Capacity Planning For LAMP or more Flickr-innards

From the “I wish I attended this talk” department. When I attended Dathan’s talk about Federation at Flickr, he did mention that the next day there was going to be a really interesting talk by John Allspaw, who is an Engineering Manager at Flickr. John has posted up his slides, which I might add, are quite an interesting read (look at the speaker notes, they sort of give a heads up as to what you missed).

Its a pity no one made notes of this on Planet MySQL, so if anyone did attend the talk and you did take notes, please do place them online! This talk isn’t so much teaching you about capacity planning, its really more about all the pointers you can take away, about monitoring, graphing statistics, the fun of deployment, and of course some fun Flickr statistics (on slide 6, 18).

Pictures are fun! Capacity is not the same as speed (and it doesn’t mean performance). He mentions that you probably don’t want to read up about queuing theory (and should probably forget about benchmarks), because its mostly irrelevant to the real world. Testing in production is good, so don’t be afraid (I guess this is why Flickr has built-in notifications now).
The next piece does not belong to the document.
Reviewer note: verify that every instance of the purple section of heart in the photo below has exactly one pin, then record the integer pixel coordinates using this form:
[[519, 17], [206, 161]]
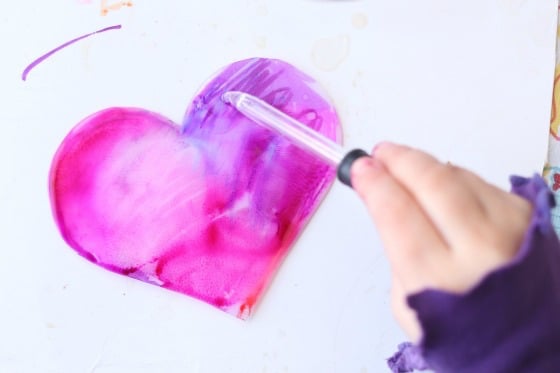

Tools of interest: Ganglia, for pretty graphs, rrdtool, memcached, GraphClick (OS X only, and I wonder why they only get MRTG information in graphs, with no raw data at Yahoo!?). For deployment they use SystemImager (oh, I remember using this – it gets “fun” when you try to image dual-boot machines, but thats another story), and Subcon (interesting, I wonder how this compares to Slack).

Technorati Tags: , , , , , , ,

One Comment

  1. Norby says:

    Re: MRTG raw data, it’s all managed and hosted by a completely separate team (network operations), with servers on other networks, etc. etc. Very easy to get at the graphs, not as straightforward to get at the raw data. Possible, but the MRTG graphs (let alone the RAW data) aren’t typically consumed by most groups @ Y! unlike Flickr, so it hasn’t had the same level of exposure/visibility.

    Plus with graphclick you can do quick one-offs that don’t involve hunting down and parsing mrtg or rrdtool output. Probably the right way is to make that data more easily exposed and processable.